Katrina’s research documents the efforts by herself and a collaborative group of volunteers to regenerate a heritage asset connected to York’s City Walls. Known as the ‘Red Tower’ (because it is the only red brick building on the Walls), it is owned by the council and had been used mostly for military purposes and then storage.
Katrina discovered that some residents of York wanted to to bring it back into modern use. She and the volunteers began by going into the community and researching what people might want from the Red Tower, a two story building just six metres by four metres, and received many ideas including a café, micro-brewery, giant beehive, a place for learning to spin wool and a dungeon. In 2016 York was flooded and the tower was used as storage for flood relief equipment and aid donated to affected residents. After the floods and a feasibility study, the Red Tower team settled on developing a community space on the ground floor and on the upper floor a venue for hire, thereby raising revenue for the upkeep of the tower.

Katrina is interested that the Red Tower is part of the city walls, and is passed not just by tourists but by local walkers and commuters too. In the immediate vicinity of the tower are commercial buildings, social housing, and student accommodation. As part of her contextual research, Katrina is investigating how the development of the surrounding area is entwined with the history of the Red Tower.
But the main body of her research is ethnographical, documenting the aspirations of the community group and their steps towards this vision in this location. Katrina has been conducting interviews and taking photos as part of her field notes. Ultimately, she wants to map this data onto an interactive map which shows the actions of the group (herself included) in the context of the place itself.
“The map will show the history of the Red Tower within its location, including all the developmental politics involved. Then I want to superimpose onto this map the current group’s visions and values for it, along with the steps we’ve taken to get to the ‘next stage’ in development. The aim would be to visualise the process of constructing a heritage project over time, something that is always 'becoming’.”
The map will include historical research, content from interviews, web-links and images. Katrina’s map will use presentation software called Prezi and will exist primarily on a webpage. She is concerned with the longevity of putting web-links in her final written thesis and is looking for solutions. She is considering taking screen-shots of the map and videoing herself using it so that it can be recorded in some way if the webpage is no longer accessible in the future. She would love it if future researchers are able to access the interactive map when reading her thesis, but feels this is uncertain given the speed with which web applications are upgraded and replaced.
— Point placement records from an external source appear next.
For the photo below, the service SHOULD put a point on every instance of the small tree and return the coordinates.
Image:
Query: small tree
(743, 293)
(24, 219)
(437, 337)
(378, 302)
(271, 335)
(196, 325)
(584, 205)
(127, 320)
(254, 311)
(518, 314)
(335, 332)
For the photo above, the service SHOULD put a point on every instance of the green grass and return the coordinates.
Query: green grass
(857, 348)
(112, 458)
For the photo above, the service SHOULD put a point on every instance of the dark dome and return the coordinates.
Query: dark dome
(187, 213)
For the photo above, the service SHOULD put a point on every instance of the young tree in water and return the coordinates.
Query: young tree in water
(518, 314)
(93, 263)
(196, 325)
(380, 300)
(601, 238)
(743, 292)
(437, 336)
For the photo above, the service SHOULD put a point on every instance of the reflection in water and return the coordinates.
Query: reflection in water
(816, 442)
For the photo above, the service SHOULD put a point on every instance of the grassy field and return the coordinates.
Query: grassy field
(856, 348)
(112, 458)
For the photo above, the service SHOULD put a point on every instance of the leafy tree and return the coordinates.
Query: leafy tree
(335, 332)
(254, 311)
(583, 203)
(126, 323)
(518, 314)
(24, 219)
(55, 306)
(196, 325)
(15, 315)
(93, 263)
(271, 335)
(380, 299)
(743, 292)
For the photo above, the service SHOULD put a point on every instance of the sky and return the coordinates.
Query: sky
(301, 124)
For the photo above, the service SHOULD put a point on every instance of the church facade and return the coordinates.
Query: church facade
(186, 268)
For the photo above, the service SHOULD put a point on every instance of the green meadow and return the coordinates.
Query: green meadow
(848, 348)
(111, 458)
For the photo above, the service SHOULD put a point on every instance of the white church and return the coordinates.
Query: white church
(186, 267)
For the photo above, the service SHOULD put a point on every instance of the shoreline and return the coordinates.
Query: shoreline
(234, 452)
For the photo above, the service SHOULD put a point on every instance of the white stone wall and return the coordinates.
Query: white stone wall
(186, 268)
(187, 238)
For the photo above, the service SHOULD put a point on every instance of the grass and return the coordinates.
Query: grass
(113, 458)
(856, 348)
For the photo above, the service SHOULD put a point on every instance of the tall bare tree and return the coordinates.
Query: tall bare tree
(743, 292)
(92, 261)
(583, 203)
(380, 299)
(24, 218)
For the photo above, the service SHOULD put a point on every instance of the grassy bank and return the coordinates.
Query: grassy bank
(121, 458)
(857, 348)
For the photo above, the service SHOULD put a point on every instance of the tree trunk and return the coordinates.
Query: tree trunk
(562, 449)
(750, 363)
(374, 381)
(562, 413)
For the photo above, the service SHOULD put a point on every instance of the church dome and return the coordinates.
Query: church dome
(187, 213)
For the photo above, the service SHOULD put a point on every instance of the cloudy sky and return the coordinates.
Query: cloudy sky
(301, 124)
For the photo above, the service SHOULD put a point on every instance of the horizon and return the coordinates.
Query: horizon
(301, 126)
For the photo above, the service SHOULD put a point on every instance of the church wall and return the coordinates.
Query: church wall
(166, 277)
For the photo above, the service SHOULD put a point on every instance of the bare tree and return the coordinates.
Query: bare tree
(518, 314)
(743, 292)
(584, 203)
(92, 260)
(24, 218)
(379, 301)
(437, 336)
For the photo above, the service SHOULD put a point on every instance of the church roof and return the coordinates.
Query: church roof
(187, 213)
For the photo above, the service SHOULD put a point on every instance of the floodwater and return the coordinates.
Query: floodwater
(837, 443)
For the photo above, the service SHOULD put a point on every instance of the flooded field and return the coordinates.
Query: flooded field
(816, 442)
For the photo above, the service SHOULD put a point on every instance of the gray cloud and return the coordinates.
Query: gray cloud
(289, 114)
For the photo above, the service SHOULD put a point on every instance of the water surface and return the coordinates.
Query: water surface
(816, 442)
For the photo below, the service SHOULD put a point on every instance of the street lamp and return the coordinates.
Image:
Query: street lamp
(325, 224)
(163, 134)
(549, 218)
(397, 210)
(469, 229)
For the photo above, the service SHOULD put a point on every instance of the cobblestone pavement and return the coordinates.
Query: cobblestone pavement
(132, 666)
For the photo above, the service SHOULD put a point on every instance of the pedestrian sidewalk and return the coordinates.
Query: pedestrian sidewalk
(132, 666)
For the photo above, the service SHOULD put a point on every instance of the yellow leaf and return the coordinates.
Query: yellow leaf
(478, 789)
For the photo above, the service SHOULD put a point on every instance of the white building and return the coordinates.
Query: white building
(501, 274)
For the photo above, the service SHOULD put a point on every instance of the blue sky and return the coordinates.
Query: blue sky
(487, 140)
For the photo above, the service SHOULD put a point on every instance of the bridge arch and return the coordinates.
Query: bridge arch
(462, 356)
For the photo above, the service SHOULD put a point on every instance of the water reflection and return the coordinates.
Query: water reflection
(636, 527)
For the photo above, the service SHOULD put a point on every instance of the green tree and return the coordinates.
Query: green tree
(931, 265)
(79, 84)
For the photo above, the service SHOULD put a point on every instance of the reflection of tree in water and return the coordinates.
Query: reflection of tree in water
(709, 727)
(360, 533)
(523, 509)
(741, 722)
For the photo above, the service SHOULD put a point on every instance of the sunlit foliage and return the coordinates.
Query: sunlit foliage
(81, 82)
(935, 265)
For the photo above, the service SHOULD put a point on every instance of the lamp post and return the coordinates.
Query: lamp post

Katrina would like the interactive map to open up her research to a wider, non-academic community and will welcome ‘edits’ from her co-workers to co-create a ‘Marauders Map’ of their work.
“I think there will be some who really love the non-textual element of it. I might suggest ‘if you don't want to read this ten-thousand-word chapter about heritage and politics, go to the map and it might reveal the concepts in a different way’. You're invited to play with that revelation and understand the connections interactively.”